第10話生きるために 後編
三人は暗い廊下を歩いていた。
足音が響く。
前後には見張り兼道案内の兵士が歩いている。イネスたちとは、コロシアムについて早々離された。
「……」
誰一人として口を開かない。
三人の手には、それぞれ自分で選んだ武器があった。
ハインケル伯爵の最後の良心か、それとも余興の一つなのか、少し前に武器庫で武器を選ばされたのだ。
とはいえ、子どもの身で扱える武器などそうあるわけではない。
誠は子供用だろう短剣、那毬と留はナイフを腰に差し、木なのか石なのかよくわからない材質の棒を持つことにした。
三人がほかに持っているものは、スマートフォン三台と、留自作のブラックジャックだけだ。

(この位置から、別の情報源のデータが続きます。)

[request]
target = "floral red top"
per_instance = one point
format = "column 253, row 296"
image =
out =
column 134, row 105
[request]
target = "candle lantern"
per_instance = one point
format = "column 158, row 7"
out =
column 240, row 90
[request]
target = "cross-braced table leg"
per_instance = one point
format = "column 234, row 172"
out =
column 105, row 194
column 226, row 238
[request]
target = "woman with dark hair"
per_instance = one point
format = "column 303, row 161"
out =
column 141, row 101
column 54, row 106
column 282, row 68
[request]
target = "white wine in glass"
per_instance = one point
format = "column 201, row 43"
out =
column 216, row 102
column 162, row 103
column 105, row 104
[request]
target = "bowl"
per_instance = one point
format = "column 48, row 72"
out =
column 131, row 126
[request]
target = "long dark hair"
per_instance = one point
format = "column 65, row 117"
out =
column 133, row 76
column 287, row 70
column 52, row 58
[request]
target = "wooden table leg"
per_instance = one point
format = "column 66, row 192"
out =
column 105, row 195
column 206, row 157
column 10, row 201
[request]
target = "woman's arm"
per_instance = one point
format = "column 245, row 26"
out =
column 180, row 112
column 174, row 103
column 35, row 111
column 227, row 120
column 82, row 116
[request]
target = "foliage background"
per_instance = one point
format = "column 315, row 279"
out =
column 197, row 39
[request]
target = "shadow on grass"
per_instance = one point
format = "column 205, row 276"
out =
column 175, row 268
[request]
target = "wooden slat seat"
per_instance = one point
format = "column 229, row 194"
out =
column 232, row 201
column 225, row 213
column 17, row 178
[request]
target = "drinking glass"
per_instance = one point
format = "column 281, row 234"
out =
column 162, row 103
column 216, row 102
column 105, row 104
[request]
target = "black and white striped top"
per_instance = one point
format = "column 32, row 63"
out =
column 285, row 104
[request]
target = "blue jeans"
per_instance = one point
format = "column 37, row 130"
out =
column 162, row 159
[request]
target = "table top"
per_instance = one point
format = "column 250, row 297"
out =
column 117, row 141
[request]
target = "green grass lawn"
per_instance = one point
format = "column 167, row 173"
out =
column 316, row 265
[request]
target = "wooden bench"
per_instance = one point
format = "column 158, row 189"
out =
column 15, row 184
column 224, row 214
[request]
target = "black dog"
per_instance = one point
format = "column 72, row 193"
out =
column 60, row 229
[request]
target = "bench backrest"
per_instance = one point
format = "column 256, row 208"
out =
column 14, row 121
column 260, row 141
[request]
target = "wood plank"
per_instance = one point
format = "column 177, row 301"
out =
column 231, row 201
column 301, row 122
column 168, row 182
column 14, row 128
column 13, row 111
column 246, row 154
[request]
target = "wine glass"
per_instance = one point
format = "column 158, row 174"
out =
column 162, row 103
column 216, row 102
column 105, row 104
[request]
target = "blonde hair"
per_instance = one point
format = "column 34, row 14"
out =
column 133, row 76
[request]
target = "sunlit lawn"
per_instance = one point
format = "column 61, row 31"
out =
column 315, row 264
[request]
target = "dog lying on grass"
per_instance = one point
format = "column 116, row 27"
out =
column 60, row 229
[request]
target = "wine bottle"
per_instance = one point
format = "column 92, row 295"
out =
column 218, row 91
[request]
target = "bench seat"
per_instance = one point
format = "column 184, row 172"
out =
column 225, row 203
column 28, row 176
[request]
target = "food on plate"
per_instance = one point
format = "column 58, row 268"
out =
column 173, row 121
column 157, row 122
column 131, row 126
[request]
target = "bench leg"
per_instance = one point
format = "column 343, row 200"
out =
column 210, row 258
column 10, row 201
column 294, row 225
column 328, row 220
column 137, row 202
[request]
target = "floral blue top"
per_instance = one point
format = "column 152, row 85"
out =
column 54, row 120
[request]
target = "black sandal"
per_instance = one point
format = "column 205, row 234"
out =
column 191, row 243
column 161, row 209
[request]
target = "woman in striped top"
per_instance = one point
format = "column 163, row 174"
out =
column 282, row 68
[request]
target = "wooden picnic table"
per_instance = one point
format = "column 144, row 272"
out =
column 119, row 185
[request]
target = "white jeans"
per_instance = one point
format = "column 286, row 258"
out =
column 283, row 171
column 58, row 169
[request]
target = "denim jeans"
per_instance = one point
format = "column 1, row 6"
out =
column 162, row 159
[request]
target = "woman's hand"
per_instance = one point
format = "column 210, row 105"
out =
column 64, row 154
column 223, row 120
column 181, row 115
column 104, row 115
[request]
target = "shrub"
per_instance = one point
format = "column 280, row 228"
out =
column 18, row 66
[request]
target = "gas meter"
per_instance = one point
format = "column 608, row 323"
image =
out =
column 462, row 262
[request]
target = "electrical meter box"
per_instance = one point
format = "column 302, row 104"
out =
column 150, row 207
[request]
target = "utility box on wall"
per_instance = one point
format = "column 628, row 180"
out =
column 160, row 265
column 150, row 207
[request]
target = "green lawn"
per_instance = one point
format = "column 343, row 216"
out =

それだけで、ずいぶんと重く感じるこの子供の身体の、なんと不自由なことだろう。
そんな状態で、今から得体のしれないものと戦えと言うのだ。この世界の正気を疑う。
「こちらです」
前を歩いていた兵士が立ちどまった。
大きな扉がある。
「それでは、健闘を祈ります」
感情のこもらない声でそういうと、兵士は扉を開け放った。
「……ちったぁ心構えくらいさせろってんだ」
「死ぬ覚悟の間違いじゃない?」
「冗談きついわ」
愚痴りあいながら、三人は闘技場の中へと足を進めた。
兵士が槍を構えつつ、後ろからついてくる。
「……なるほど、逃げれば兵士に殺されるパターン…」
「弓兵もいるようだぞ」
闘技場の観客席を見て誠が言った。
歓声が聞こえる。闘技場は、憎たらしいほどの青空の下にあった。
闘技場を囲むように段々になっている客席は満員御礼。
一番の特等席にはハインケル伯爵を見ることができた。近くには、苦い顔をしたイネスと、面白くなさそうな顔をしたケイの姿があった。
後ろの兵が引いた。
正面にある扉から、、何かが近づいてくるのが見える。
「二人に、警告を一つ」
三人以外の人気がなくなったところで、留が口を開いた。
「私たちは、たぶん。思った以上に動けない」
「?」
「筋肉……運動神経が子どもなのもある。武器を持ってわかる通り、非力だわ。相手に殴打などでダメージは与えられない……と考えていい」
「武器を使えと」
「まぁ、ね。それと、子どもって頭がでかいのよ。重心が上の方に行くからこけやすい」
「そういや留さんこけてたね」
「うん。まぁ、そういうこと。それも考えて動いてね」
正面の何かは、檻に入れられた獣のようだった。
「…じゃあ、俺からはアドバイスを」
今度は誠が二人を見る。
「獣も人間も弱点は同じ、らしい。なんかあったら鼻っ柱たたいてやれ」
「えー、怖いよう」
「ふざけてる場合か、留さん…」
作った声で怖がってみせる留に、那毬が苦笑する。
「確認するよ。計画は誠さんの立てたものを基本にそれぞれ動くこと。能力が万一発現しそうになっても使用はなるべく控えること」
那毬の言葉に、二人が黙って頷く。
「あと、死なないこと」
「うぃ」
「努力はするよ」
とうとう目の前に引き出された獣を前に、三人はそれぞれ武器を構えた。
「……ごめん無理かも」
檻から出されたその獣に、早くも留が泣き言を言った。